1966

Februari: gezamenlijke oproep met A. Sacharov, I. Tamm, V. Nekrasov, V. Tendrjakov, K. Tsjoekovski aan L.I. Brezjnev en het Centraal Comité van de KPSU: pogingen tot rehabilitatie van Stanin zijn onaanvaardbaar.

Verzoekschrift aan de rechtbank die de zaak van de schrijvers Andrej Sinjavski en Joelia Daniel behandelt, om de “anti-sovjetwerken” van de beschuldigde schrijvers te onderwerpen aan een literaire expertise; het verzoekschrift werd geweigerd.

Contract met uitgeverij Sovjetski pisatel voor een derde uitgave van het Verzameld werk in acht delen.

Maart: verblijf in het sanatorium Nizjnjaja Oreanda en in het Schrijvershuis in Jalta.

Mei: in de Izvestija verschijnen de novelle Villa Borghese en het essay Ogni La-Mansja (De lichten van het Kanaal).

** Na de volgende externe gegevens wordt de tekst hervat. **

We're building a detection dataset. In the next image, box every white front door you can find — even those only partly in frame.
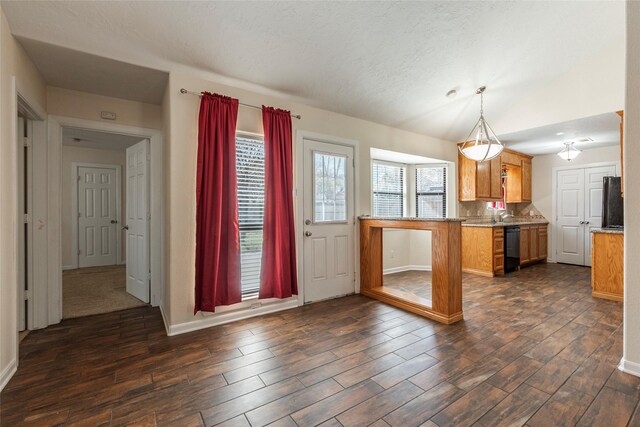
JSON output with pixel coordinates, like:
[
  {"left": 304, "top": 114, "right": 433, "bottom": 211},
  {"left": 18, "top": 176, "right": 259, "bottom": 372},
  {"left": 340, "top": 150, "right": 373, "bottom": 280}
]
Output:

Oktober: zorgen met de publicatie van Vsevolod Ivanovs roman Oezjginskij Krjeml (Het Kremlin van Oezjginsk) en de postume bewerking van diens dagboeken.

In het Schrijvershuis te Jalta werkt hij verder aan het zevende deel van zijn autobiografie met de voorlopige titel Ladoni na zemlje (Handpalmen op de grond).

Uitgave bij Sovjetskaja Rossia van de zes delen van Verhaal van een leven in twee boekdelen.

Voorbereiding van de uitgave bij Iskoesstvo van Knigi o choedozjnikach (Boeken over kunstenaars).